I have been doing the alcohol and Q-tip thing but the infestations are getting out of control what with the introduction of the “mites” on a plant I recently acquired from what I thought was supposed to be a very reputable dealer. 

Anyway I have been reading several threads on our forum and think, from what I have read and from one member I PM-ed, that a Bayer product with Imidacloprid will be safe enough to use on my apartment and being systemic, should enable me to get the infestations under control. BUT and this is really the main question, there were several remarks in the thread, from regular contributors, that indicated this product should not be used if you had mites. Here are some examples:

An example: “and definitely don’t use if there is any mite issue.” 
“and yes, it did cause a mite explosion on my phals!”
“it is a combination of fertility drugs and Viagra for spider mites”

Is this really the case and if so what do I use when I have mites and other critters too?


----------



## goldenrose (Aug 27, 2008)

Sorry, I have no idea what small orange/reddish brown little bugs that zip across the leaves and down into the media could be & I'm thankful I haven't experienced them.

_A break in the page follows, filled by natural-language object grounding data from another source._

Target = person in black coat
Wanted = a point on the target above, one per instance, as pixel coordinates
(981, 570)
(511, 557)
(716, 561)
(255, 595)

I don't have experience with the Bayer product, I've heard the results go both ways. One product may not get them all, just as one antibiotic doesn't get all the different bacterias. It's time to bring out the big guns. If you want to keep chasing, I'd try neem oil, that ought to smother them plus a few drops of dishwashing soap won't hurt either.


----------



## Candace (Aug 27, 2008)

You would want to use a miticide. I've got Mavrik Aquaflow but have never used it since mites aren't a problem for me. 

Personally, and I've said this before, I think the Bayer products aren't worth the packaging they're sent out in-but if you've read the other threads you know my opinion. If you're having a huge problem with critters don't you want stop it now?? Forget the Home Depot products that have less than 1% active ingredient,are mostly glycerine and water, and buy what kills them dead right away. Not 6 months from now.

I would move all your plants outside or into your garage and spray them. Then in 7-10 days depending on the directions of the product, move them back out and do again. Orthene WP is a systemic and works great, but stinks to high heaven. But, who cares if you do it outside. Merit75(Imidacloprid), a systemic used in conjunction with a miticide or Enstar(insect growth inhibitor) will do the trick effectively. And if effective is what you want then use the correct tool;> 

Go to www.rosemania.com


----------



## rdhed (Aug 27, 2008)

Ed...Are the mites possibly 'false mites'? Damage shows up as silvery pitting on the leaves. I had an outbreak a couple years ago and treated with a product called Triazicide and treated every 10-14 days for approx. 8 to 12 weeks. Also making sure my plants did not touch when placing them back in my grow area. Everything was taken to the bathroom and treated while wearing a mask with the window open and door closed before and after treating until air clears. I am now pest free. If I see anything I now hit the 'hot spot' with Murphy's Oil Soap/Alcohol/Water mixed in equal parts. Also, at the time they attacked my phals. and the population seemed to explode I unpotted them all and made a dip of Neem Oil w/dish detergent. After unpotting they got forcefully rinsed under the tap, dipped, and repotted. That is when I started treatment with the Triazicide on next watering. Seems like alot of work but I only lost one phal. Good luck...pests are a pain. 

--Allen--


----------



## NYEric (Aug 27, 2008)

Orthene WP, Triazicide, where's a city boy to get this stuff from???


----------



## Heather (Aug 27, 2008)

NYEric said:


> Orthene WP, Triazicide, where's a city boy to get this stuff from???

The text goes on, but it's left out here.